Nursing homes across the U.S. are charged with the care of the elderly and those individuals with physical and mental disabilities. These are the most vulnerable members of our society. Though many nursing homes provide exceptional care to their residents, there are times when stories of neglect and abuse surface, making many of us wonder what rights nursing home residents and their families have, and what can be done to prevent such incidents of nursing home neglect?
It is very important for families and residents of skilled nursing home facilities particularly to understand that under both federal and state law they have certain rights and protections. These include being treated by the nursing home staff with respect and dignity; not being discriminated against based on race, gender, color, age, national origin, religion or disability; being informed in writing about all the service and fees the nursing home offers; right to be informed about one’s medical care and be a part of one’s medical care; having a right to privacy and to keep and use personal belongings as long as they do not create a safety and health risk for the resident; having a right to have visitors; and to file a complaint against the facility or a caregiver.
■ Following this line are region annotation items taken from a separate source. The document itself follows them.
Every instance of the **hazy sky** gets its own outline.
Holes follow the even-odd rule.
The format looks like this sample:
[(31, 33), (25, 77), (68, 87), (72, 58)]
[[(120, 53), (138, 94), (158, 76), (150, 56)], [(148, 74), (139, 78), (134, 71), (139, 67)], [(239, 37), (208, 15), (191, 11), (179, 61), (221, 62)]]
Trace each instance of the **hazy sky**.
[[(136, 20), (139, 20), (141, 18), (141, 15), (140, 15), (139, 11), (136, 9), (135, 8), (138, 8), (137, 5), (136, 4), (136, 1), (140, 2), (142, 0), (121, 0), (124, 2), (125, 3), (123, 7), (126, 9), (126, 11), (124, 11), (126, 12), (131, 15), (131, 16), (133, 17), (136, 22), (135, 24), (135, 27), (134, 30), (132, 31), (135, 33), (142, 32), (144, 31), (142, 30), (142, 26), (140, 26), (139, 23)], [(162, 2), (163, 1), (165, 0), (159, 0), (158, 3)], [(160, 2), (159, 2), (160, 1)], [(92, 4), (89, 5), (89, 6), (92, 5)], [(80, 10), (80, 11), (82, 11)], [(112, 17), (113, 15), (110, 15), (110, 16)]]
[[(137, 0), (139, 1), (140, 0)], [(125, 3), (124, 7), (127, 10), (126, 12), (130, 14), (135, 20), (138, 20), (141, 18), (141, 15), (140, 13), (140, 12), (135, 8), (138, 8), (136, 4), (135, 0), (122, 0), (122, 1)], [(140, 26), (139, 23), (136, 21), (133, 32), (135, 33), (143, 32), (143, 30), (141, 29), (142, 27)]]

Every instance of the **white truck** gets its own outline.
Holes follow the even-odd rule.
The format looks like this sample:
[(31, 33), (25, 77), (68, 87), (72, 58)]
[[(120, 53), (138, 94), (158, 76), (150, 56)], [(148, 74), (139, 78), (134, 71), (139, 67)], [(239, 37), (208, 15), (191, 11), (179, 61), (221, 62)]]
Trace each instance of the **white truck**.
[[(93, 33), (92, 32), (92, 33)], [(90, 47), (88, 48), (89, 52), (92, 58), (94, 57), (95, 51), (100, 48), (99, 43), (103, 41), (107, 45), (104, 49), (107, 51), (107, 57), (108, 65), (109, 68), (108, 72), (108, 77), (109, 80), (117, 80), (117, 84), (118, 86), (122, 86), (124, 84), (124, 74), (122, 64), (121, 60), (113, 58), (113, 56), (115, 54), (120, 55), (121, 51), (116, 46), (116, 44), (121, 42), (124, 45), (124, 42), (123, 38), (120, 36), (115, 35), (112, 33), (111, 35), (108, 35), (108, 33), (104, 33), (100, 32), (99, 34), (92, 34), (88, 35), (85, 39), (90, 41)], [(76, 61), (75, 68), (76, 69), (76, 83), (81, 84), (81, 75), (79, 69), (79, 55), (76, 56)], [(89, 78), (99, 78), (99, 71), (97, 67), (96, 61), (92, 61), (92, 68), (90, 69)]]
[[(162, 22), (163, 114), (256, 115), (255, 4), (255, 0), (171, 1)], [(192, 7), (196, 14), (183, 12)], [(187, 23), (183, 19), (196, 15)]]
Most importantly, however, nursing home residents have a right to be free from abuse and neglect, and to be free from restraints. Nursing home residents can suffer verbal, financial, physical, emotional and sexual abuse. The resident or a family member can file a complaint against the facility.
When it comes to restraint, these can be manual physical and mechanical devices or can also be chemical restraints. Physical restraints restrict movement and chemical ones can change a person’s personality. If there is not a medical reason to physically or chemically restrain a resident, it is against the law to do so. For both residents and families alike, if concerns and questions about your rights arise, it may be helpful to speak with an attorney about one’s rights to determine if any were violated.